In [2]:
import pandas as pd
import numpy as np
import matplotlib.pyplot as plt

df = pd.read_parquet('./data/catB_train.parquet')

In [3]:
# Add new feature Age
df = df[df['cltdob_fix']!='None']
df['cltdob_fix'] = pd.to_datetime(df.iloc[:, 6], format ='mixed')
df['age'] = 2024-df['cltdob_fix'].dt.year

In [4]:
# Mapping for replacement for categorical data (not hot encoding)
mapping = {
    None: -1,
    'E.BELOW30K': 0,
    'D.30K-60K': 1,
    'C.60K-100K': 2,
    'B.100K-200K': 3,
    'A.ABOVE200K': 4,
}

# Replace values based on the mapping
df['annual_income_est'] = df['annual_income_est'].replace(mapping)

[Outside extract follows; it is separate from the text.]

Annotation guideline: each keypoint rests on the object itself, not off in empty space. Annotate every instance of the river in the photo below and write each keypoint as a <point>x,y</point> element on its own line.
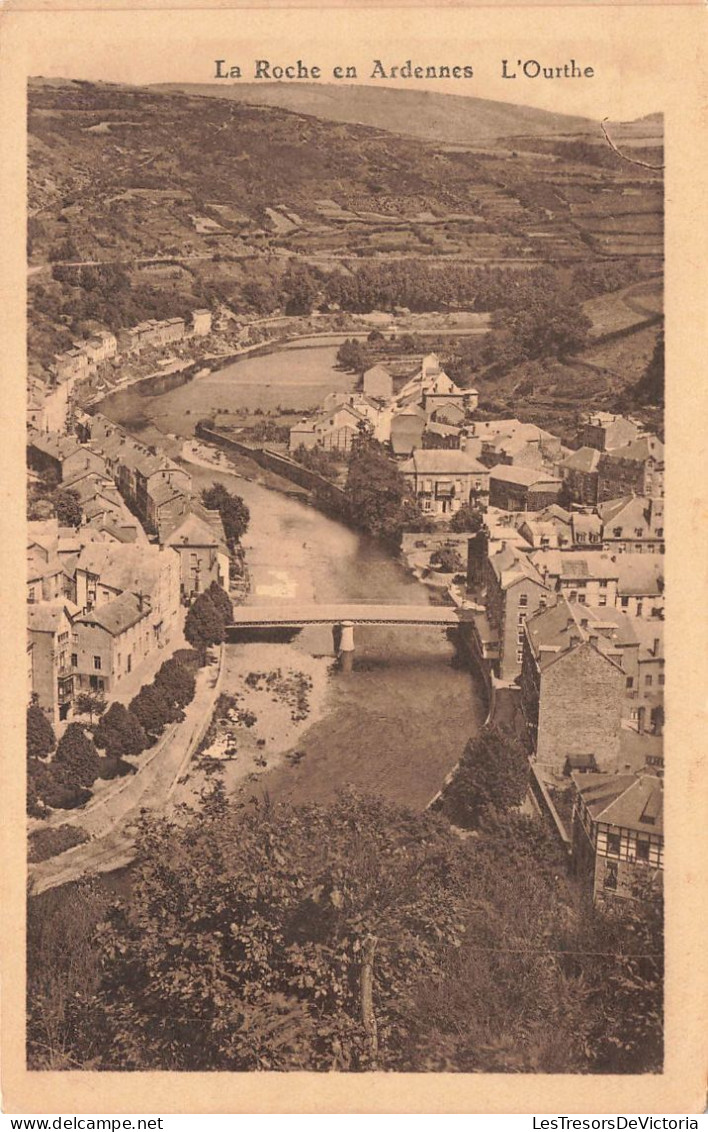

  df['annual_income_est'] = df['annual_income_est'].replace(mapping)


In [5]:
# Target Column
df["f_purchase_lh"] = df["f_purchase_lh"].fillna(0)
y = df["f_purchase_lh"]

# All features 
X = df.drop(columns=['f_purchase_lh'])

In [6]:
# Split numerical and non-numerical columns
numeric_cols = X.select_dtypes(include=["int32", "int64", "float64"]).columns
X_numeric = X[numeric_cols]

In [7]:
# Remove Low-Variance Numerical Variables
from sklearn.feature_selection import VarianceThreshold
sel = VarianceThreshold(threshold=(0.05))
sel.fit(X_numeric)
X_numeric = X_numeric[numeric_cols[sel.get_support()]]

In [8]:
# Fill null values in numeric columns with the median value
X_numeric = X_numeric.apply(lambda x: x.fillna(x.median()))

In [9]:
# Merge with selected non_categorical values
temp = pd.get_dummies(X[['cltsex_fix', 'stat_flag']], dtype=float)
X = pd.concat([X_numeric, temp, df['age']], axis=1)

In [10]:
# Test whether it's imbalanced case
total_row = len(y)
purchase = sum(y)
non_purchase = total_row - purchase
percentage_of_purchase = (purchase/total_row)*100
print(total_row)
print(purchase)
print(f"{percentage_of_purchase}%")

17970
708.0
3.9398998330550916%


In [13]:
# use SMOTE/adasyn to handle imbalance
from collections import Counter
from imblearn.over_sampling import SMOTE
from sklearn.model_selection import train_test_split
from imblearn.over_sampling import ADASYN

X_train, X_val, y_train, y_val = train_test_split(X, y, test_size=0.2, random_state=0)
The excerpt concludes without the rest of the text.